Around 9 p.m. on Friday, Nov. 13, Sarah Peck was enjoying a night out at a bar with some friends near the Opéra Garnier in Paris, when two explosions erupted about 8.5 km away, by the Stade de France stadium where a Germany-France soccer game was taking place.
Minutes later, gunmen opened fire on diners in Rue Bichat — just a 10-minute drive from Peck — in a barrage of seven terror attacks across the city.
In all, 129 people were killed and more than 300 others injured.
“We didn’t actually find out what had happened until possibly an hour after, due to lack of cell reception,” the 23-year-old Brookswood Secondary graduate said in an email to The Times.
“One of my friends had stepped outside to make a call and came back in with the news — we would have to leave immediately.”
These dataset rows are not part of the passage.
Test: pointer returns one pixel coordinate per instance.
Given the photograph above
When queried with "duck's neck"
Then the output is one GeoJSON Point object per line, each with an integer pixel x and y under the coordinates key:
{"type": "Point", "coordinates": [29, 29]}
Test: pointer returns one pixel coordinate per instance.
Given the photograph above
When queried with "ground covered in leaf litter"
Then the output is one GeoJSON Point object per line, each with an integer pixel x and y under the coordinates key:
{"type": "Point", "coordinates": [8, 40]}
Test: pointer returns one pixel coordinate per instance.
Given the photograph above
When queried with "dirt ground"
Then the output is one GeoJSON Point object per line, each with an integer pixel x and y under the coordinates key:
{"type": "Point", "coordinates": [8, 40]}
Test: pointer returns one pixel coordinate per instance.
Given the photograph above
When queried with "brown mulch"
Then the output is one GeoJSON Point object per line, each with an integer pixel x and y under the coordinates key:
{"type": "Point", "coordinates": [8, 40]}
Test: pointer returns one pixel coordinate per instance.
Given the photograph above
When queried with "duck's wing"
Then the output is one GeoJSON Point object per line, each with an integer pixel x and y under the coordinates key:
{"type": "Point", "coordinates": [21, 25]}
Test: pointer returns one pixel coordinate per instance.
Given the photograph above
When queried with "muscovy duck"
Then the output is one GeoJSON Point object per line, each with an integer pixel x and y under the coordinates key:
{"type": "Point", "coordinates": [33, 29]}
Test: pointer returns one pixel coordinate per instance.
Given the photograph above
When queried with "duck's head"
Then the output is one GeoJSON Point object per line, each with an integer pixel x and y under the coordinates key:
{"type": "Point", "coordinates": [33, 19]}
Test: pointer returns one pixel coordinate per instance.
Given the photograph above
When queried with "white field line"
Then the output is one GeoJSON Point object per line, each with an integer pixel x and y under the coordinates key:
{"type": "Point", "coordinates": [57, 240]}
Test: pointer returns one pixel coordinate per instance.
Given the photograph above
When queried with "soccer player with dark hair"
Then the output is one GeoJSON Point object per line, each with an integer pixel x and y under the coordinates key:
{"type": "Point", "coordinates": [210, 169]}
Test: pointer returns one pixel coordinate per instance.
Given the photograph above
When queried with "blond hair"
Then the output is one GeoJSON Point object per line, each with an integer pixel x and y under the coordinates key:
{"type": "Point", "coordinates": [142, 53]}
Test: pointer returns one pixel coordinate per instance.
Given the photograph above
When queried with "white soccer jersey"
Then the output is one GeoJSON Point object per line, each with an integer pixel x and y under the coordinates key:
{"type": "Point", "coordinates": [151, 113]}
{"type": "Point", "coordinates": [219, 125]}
Peck has been living in Paris for just over two months, working as an au pair in the 7th arrondissement to perfect her French before starting her masters in conference interpretation. She graduated from UBC this past spring with an honours in French.
After Peck’s friend found out about the attacks, the group attempted to make their way home, in a city filled with panic.
“We were trying to think of the best way to get home, while avoiding popular areas,” Peck said.
“To get home I would either have to cross the Louvre, Place de la Concorde or the Champs-Elysées, all of which are areas that receive a lot of traffic. Since all metros that go by my apartment shut down and getting a taxi was impossible, we thought we were going to have to walk.
“Luckily, we found some people getting out of an Uber and we took that home. It is hard to say how long it took, exactly. I don’t think I looked at the time once, but maybe an hour in total because we stopped to see if hotels had space when we passed them on foot.”
Just after 1 a.m. (4:03 p.m. Vancouver time), Peck marked herself “safe during Paris Terror Attacks” on her Facebook page and in a bilingual status wrote, “hey everyone, thanks for the messages. I just arrived home and am safe in Paris.”
Several friends and family commented on the status, one simply saying, “thank god.”
“As the story developed I received a ton of messages from my caring friends and family trying to figure out if I was safe,” Peck said. “As far as my Paris friends, everyone was just baffled I suppose.
“It is difficult to have completely coherent feelings following such an event.
“The most baffling was just that anyone could have been at any of these places. I knew people watching the soccer game from home, people who were spending their Friday night near the Bataclan, (a theatre where 89 concert goers were killed) etc.”
The next day, thousands of Parisians gathered at the sites of the attacks to mourn those who were killed, and monuments around the world lit up in blue, white and red to show support for France.
“Life continues on in Paris. The very next day I went grocery shopping at various shops and there were lots of people out and about and in a cheerful mood,” Peck said.
“People are refusing to change the way they live.
“Many are paying their respects by leaving candles and flowers in the affected areas.”
Although shaken by her close brush with terrorism, Peck is thankful she and her friends are safe.
“While I ache that a place I deeply care about was under attack, Paris vivra — Paris lives on,” Peck said.
“This could have happened anywhere, so it is important to tell the special people in your life that you care about them. You just never know.”